Daarnaast is er een gemeenschappelijke leerruimte in het internaat; een programma ter ondersteuning van de psychologische ontwikkeling en vaardigheden van migrantenkinderen. "Onderwijsgelijkheid is niet alleen een kwestie tussen bergachtige en laaglandgebieden, maar ook in het hart van industriesteden", benadrukte de afgevaardigde.
Afgevaardigde Chu Thi Hong Thai (Lang Son) maakte zich zorgen over de financiering voor de uitvoering van het programma en zei dat de kapitaalstructuur van het programma te veel gericht is op de periode 2031-2035, met meer dan 405.000 miljard VND, goed voor 70% van de totale middelen. Voor de periode 2026-2030 is daarentegen slechts 174.000 miljard VND toegewezen, wat overeenkomt met 30%.

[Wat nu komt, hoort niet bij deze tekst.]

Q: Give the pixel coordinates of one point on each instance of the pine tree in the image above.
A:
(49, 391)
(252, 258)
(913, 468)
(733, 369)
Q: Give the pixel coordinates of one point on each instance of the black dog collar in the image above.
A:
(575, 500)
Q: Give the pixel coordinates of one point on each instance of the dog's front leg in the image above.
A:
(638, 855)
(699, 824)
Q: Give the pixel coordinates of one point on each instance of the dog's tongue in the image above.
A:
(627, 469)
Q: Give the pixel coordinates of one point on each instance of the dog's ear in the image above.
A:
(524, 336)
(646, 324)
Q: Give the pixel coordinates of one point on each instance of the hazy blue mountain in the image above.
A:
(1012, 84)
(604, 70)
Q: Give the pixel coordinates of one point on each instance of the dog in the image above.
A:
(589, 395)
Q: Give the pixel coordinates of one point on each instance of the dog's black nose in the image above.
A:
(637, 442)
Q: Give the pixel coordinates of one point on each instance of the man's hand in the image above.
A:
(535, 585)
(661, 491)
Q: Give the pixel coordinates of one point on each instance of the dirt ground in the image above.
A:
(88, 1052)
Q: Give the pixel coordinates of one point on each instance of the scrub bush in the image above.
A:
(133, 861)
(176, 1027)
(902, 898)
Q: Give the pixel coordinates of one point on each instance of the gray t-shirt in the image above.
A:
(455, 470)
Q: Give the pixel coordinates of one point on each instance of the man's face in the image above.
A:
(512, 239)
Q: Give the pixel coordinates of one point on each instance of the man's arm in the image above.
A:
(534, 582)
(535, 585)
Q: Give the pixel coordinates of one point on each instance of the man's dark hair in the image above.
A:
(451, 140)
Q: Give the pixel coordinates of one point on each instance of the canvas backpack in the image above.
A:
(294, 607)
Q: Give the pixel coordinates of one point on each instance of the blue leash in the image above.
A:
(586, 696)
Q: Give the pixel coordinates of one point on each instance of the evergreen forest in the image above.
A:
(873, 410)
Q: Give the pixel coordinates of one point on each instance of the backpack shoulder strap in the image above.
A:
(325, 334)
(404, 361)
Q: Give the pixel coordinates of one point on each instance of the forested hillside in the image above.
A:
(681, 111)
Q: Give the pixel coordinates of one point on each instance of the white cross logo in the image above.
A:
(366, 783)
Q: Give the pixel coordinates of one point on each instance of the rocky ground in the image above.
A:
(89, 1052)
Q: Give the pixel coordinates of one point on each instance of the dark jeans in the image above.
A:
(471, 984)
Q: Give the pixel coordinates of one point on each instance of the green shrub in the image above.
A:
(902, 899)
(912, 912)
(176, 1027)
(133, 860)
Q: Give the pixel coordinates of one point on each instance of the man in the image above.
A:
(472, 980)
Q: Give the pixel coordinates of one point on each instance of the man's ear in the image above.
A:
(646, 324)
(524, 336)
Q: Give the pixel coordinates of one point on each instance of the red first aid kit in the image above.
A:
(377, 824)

Volgens de afgevaardigde vergt deze toewijzingsmethode de eerste 5 jaar om fundamentele doelen te bereiken, zoals het realiseren van 100% van de klaslokalen, het garanderen van sociale huisvesting voor docenten in moeilijke gebieden, belangrijke investeringen voor 18 hogescholen, het streven om 50% van de hogeronderwijsinstellingen aan de normen te laten voldoen, minimaal 30% van de onderwijsinstellingen te investeren in moderne...; de fundamentele doelen zijn heel groot, maar er zijn onvoldoende middelen om duidelijke veranderingen te bewerkstelligen.
Als het grootste deel van het kapitaal in een later stadium wordt geconcentreerd, neemt het risico van werkaccumulatie en doelaccumulatie toe. Hierdoor verloopt de uitvoering niet nauwgezet volgens de eisen van de resolutie van de Nationale Assemblee. Dit geldt met name in de context van het vermogen om de begroting na 2030 in evenwicht te brengen, waarbij veel onvoorspelbare factoren een rol spelen.

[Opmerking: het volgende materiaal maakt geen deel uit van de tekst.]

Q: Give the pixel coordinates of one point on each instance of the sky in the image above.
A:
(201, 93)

Daarom stelden de afgevaardigden voor dat de regering onderzoek zou doen naar een herstructurering van de kapitaalallocatie, met als doel het aandeel voor de periode 2026-2030 te vergroten. Daarmee zou voldoende middelen worden gegarandeerd om fundamentele doelen te verwezenlijken, zoals: het versterken van klaslokalen, sociale woningbouw, internaten en het aanwerven van leraren in moeilijke gebieden.
Tegelijkertijd is het noodzakelijk om de volgorde van de prioriteit voor de hoofdstad duidelijk te definiëren, waarbij prioriteit wordt gegeven aan etnische minderheidsgebieden, berggebieden, grensgebieden en arme gemeenten. Zo kunnen we vanaf het begin echte veranderingen teweegbrengen en voorkomen we dat er druk komt te staan op de periode 2031-2035.
Bij de uitvoering van veel nationale doelprogramma's zijn er geen beperkte middelen toegewezen. De afgevaardigden zeiden dat de doelen voor de periode 2026-2030 zich alleen op dringende en fundamentele taken moeten richten.